# An Introduction to JAX

[JAX](https://jax.readthedocs.io/en/latest/index.html) is an advanced scientific computing library for Python. At a very crude level, it's an alternative to Numpy that provides auto-differentiation and Xcellerated Linear Algebra (XLA) that can run on GPUs. Unlike Tensorflow and PyTorch, it only operates within a functional programming paradism, where all functions must be pure (enforce referential transparency). It is developed and maintained by Google.

## Imports

In [1]:
import jax
import jax.numpy as jnp
import numpy as np

## JAX as Accelerated Numpy

JAX implements the Numpy API and more-often-than-not it can be used as a stand-in replacement.

In [2]:
x = jnp.array([1., 2., 3., 4., 5.])
x

DeviceArray([1., 2., 3., 4., 5.], dtype=float32)
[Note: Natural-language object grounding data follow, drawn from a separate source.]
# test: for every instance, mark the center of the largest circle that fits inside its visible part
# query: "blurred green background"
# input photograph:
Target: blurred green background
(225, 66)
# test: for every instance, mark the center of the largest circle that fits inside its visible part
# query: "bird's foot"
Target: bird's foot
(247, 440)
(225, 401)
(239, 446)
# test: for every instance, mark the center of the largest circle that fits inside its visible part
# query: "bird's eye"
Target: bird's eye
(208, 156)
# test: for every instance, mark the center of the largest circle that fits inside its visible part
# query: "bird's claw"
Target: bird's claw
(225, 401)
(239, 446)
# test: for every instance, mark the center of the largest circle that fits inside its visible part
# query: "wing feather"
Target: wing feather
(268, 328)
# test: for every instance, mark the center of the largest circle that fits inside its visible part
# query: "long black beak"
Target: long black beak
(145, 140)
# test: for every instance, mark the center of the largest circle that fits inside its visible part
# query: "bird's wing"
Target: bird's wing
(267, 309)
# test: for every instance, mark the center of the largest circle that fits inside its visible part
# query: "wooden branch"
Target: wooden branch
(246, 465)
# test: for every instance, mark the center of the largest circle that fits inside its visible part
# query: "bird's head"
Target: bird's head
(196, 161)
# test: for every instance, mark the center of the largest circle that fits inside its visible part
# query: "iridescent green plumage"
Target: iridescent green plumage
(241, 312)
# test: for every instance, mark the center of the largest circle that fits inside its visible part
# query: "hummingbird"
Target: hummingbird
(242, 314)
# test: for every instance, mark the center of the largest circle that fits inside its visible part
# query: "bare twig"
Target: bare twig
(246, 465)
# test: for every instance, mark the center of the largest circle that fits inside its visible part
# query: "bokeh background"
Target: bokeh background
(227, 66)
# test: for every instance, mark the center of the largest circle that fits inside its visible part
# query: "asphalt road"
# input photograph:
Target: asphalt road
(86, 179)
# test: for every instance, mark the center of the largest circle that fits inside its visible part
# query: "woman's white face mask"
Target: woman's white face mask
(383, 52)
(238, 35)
There are, however, a few subtle differences. Firstly, the output is of type `DeviceArray`, which represents an array on a particular device (CPU, GPU, etc.). To convert this back to raw Numpy, use the `to_py` method.

In [3]:
x.to_py()

array([1., 2., 3., 4., 5.], dtype=float32)

Secondly, when a JAX function is called, the corresponding operation is dispatched to an accelerator to be computed asynchronously when possible. The returned array is therefore not necessarily ‘filled in’ as soon as the function returns. Thus, if we don’t require the result immediately, the computation won’t block Python execution. If the computation is required - e.g., when using the `block_until_ready` method, converting to a Numpy array or printing a result, then the call to the computation will be blocking. See [Asynchronous dispatch](https://jax.readthedocs.io/en/latest/async_dispatch.html#asynchronous-dispatch) in the JAX docs.

In [4]:
y = jnp.dot(x, x).block_until_ready()

## Differentiation

Auto-differentiation is Jax follows a functional programming paradigm. For example, consider the following example from PyTorch,

```python
import torch

x = torch.tensor(2., requires_grad=True)
y = x ** 2
y.backward()
x.grad

# tensor(4.)
```

In Jax this would be implemented as follows,

In [22]:
def x_squared(x: jnp.DeviceArray) -> jnp.DeviceArray:
    return x ** 2


x_squared_dx = jax.grad(x_squared)
x_squared_dx(jnp.array(2.))

DeviceArray(4., dtype=float32, weak_type=True)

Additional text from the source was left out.